Invalidity of indemnity clauses that reduce a carrier’s liability for a passenger’s death or personal injury
Summary of the revisions
All contractual provisions that reduce the carrier’s liability for the death or personal injury of a passenger have been made invalid, but room has been left for provisions that reduce the carrier’s liability in exceptional circumstances, such as when the major cause of the injury is a delay in transportation, when transporting passengers in an area that has been by disaster or there is a risk of disaster occurring, and when transporting a person who is at risk of suffering serious danger to their life or body due to the vibration, etc. that occurs during transport.
The Legislative Council was informed of the existence of provisions in standard terms and conditions that limit the carrier’s liability to 20 million yen for death or personal injury to passengers, but the revised Code will generally make such provisions invalid.
On the other hand, provisions that place a certain limit on the carrier’s liability when the main cause is delay in the transport are also seen in the standard terms and conditions used in rail transport, but such provisions will not be invalid under the revised Commercial Code.
Also, regarding the “risk of disaster occurring” that is recognised as one of the exceptions for excluding liability, during debate in the Diet it was explained that, for example, it cannot be claimed that there is a risk of disaster merely because earthquakes occur at random times in Japan.

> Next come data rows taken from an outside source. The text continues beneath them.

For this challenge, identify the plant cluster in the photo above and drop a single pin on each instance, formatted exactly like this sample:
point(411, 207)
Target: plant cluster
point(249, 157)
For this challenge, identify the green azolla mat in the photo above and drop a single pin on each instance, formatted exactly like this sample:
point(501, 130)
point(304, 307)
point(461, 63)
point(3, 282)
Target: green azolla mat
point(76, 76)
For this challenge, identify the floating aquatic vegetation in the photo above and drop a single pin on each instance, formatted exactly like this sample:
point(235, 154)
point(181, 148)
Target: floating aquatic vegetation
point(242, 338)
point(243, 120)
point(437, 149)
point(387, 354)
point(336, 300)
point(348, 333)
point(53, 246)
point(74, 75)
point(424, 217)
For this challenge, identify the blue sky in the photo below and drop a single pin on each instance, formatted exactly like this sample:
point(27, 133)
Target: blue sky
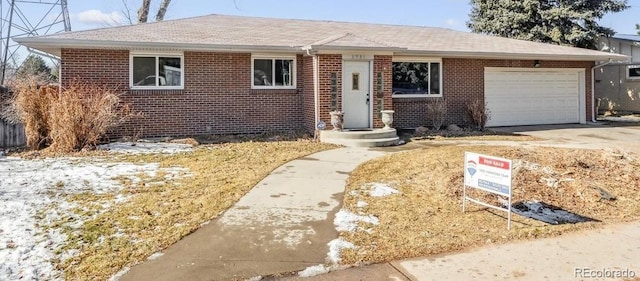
point(86, 14)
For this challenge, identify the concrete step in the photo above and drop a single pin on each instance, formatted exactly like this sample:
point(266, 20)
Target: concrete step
point(364, 142)
point(371, 134)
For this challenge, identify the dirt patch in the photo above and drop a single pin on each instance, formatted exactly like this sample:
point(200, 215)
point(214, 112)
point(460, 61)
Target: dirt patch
point(425, 216)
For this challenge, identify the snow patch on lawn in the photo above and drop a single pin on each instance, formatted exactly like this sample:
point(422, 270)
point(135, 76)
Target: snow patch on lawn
point(362, 204)
point(348, 221)
point(381, 190)
point(155, 256)
point(335, 248)
point(333, 258)
point(146, 147)
point(33, 193)
point(118, 275)
point(314, 270)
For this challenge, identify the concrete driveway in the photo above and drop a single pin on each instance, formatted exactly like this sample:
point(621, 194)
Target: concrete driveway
point(591, 136)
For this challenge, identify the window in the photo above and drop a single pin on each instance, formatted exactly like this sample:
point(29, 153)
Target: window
point(156, 71)
point(417, 78)
point(273, 73)
point(633, 72)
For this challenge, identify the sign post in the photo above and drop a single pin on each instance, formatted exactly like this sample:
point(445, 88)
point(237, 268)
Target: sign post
point(489, 174)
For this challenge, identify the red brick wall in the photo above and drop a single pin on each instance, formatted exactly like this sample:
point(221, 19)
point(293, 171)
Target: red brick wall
point(463, 81)
point(328, 64)
point(217, 96)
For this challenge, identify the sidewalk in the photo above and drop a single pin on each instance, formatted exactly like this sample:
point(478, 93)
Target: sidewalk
point(282, 225)
point(574, 256)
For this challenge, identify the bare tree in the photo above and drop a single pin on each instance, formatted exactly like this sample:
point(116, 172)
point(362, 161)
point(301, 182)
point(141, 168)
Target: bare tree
point(127, 12)
point(143, 12)
point(162, 10)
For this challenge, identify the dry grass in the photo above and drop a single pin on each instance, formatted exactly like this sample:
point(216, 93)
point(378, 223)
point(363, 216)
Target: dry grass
point(426, 217)
point(486, 135)
point(158, 215)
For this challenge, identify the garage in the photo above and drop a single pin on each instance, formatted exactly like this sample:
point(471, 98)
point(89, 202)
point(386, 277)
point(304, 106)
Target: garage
point(526, 96)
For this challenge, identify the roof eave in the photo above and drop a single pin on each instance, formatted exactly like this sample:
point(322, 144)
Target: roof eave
point(516, 56)
point(352, 48)
point(53, 45)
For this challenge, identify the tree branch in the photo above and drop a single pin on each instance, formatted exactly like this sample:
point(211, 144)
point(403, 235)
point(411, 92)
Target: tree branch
point(162, 10)
point(143, 12)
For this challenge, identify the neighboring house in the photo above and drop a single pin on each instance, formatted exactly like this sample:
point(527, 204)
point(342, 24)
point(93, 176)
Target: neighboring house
point(618, 83)
point(250, 75)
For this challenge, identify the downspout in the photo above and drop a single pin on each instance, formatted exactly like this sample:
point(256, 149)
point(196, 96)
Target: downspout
point(593, 88)
point(316, 93)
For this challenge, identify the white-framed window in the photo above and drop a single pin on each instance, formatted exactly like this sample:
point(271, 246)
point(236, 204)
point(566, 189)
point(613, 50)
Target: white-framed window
point(273, 72)
point(633, 71)
point(156, 71)
point(417, 77)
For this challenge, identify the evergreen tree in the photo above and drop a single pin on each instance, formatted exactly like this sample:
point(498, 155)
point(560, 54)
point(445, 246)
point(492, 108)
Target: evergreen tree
point(564, 22)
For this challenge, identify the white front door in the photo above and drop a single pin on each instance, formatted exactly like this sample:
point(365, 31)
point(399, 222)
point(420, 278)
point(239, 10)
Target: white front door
point(356, 99)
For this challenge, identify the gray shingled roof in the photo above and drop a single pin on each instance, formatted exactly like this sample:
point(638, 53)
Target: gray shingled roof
point(229, 33)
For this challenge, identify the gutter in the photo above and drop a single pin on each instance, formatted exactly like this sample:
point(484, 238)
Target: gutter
point(316, 93)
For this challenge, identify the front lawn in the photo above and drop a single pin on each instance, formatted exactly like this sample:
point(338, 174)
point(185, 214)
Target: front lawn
point(425, 216)
point(103, 212)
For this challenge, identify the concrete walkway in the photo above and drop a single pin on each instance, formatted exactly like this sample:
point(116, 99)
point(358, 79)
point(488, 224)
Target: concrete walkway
point(575, 256)
point(282, 225)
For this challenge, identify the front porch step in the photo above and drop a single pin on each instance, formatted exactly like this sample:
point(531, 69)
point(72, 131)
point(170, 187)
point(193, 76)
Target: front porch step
point(373, 138)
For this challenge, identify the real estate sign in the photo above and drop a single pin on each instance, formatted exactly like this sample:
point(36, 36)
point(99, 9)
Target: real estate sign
point(490, 174)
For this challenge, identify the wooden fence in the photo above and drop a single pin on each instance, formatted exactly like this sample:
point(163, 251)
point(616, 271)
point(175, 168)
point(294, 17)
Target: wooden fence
point(11, 135)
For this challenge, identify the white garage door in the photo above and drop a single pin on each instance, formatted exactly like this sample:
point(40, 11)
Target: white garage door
point(532, 97)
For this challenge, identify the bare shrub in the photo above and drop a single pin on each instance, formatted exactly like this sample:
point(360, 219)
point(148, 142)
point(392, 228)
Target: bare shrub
point(436, 111)
point(477, 113)
point(82, 114)
point(29, 105)
point(70, 119)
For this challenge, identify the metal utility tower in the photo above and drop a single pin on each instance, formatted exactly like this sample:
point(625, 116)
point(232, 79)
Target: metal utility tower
point(20, 18)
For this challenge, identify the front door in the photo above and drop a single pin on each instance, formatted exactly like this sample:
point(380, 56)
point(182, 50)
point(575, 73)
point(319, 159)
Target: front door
point(355, 94)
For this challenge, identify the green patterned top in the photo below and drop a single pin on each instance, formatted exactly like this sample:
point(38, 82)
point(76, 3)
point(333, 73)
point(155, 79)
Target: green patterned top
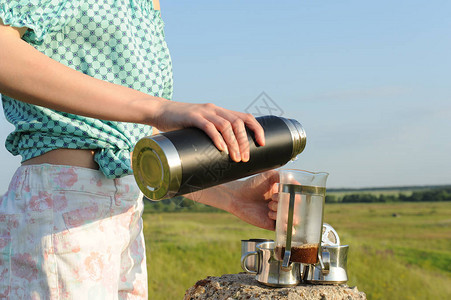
point(120, 41)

Instead, a specific risk is required, such as the risk of a large aftershock occurring in a region in the days immediately following the actual occurrence of an earthquake in that region.
Apart from this, it is necessary to exercise caution when asking a sick or pregnant person to sign an agreement or waiver that excludes the carrier’s liability for any injury suffered during transport. Because the revised law is limited to when there is a risk of “serious” danger to the life or body of the passenger and does not prescribe the validity of all such contractual provisions, in the case of passengers who are merely sick or pregnant and are not recognised as being at risk of “serious” danger, then the general principle will apply and the waiver of the carrier’s liability will be invalid.
Even if an exception applies and the provision is not invalid under the Commercial Code, careful consideration of the provision’s contents is required because there is scope for provisions that unilaterally prejudice the passenger’s interests to be ruled invalid under Article 10 of the Consumer Contract Act or Article 90 of the Civil Code.
The above comments introduce the scope of the important revisions and the effect they will have in practice, but more than 200 provisions of the Commercial Code have been revised, so the effect that these revisions will have on the practical aspects of land, sea and air transport will be extremely large.
The date that the revised Commercial Code will come into effect will be prescribed in a Cabinet order, but it must be within one year of the date of promulgation. Therefore, it is necessary for businesses to promptly commence the review and revision of their standard transportation terms and conditions and their other contract forms related to transport, while also taking into account the revisions to the Civil Code provisions on claims that were enacted on 26 May 2017 and will come into effect on 1 April 2020.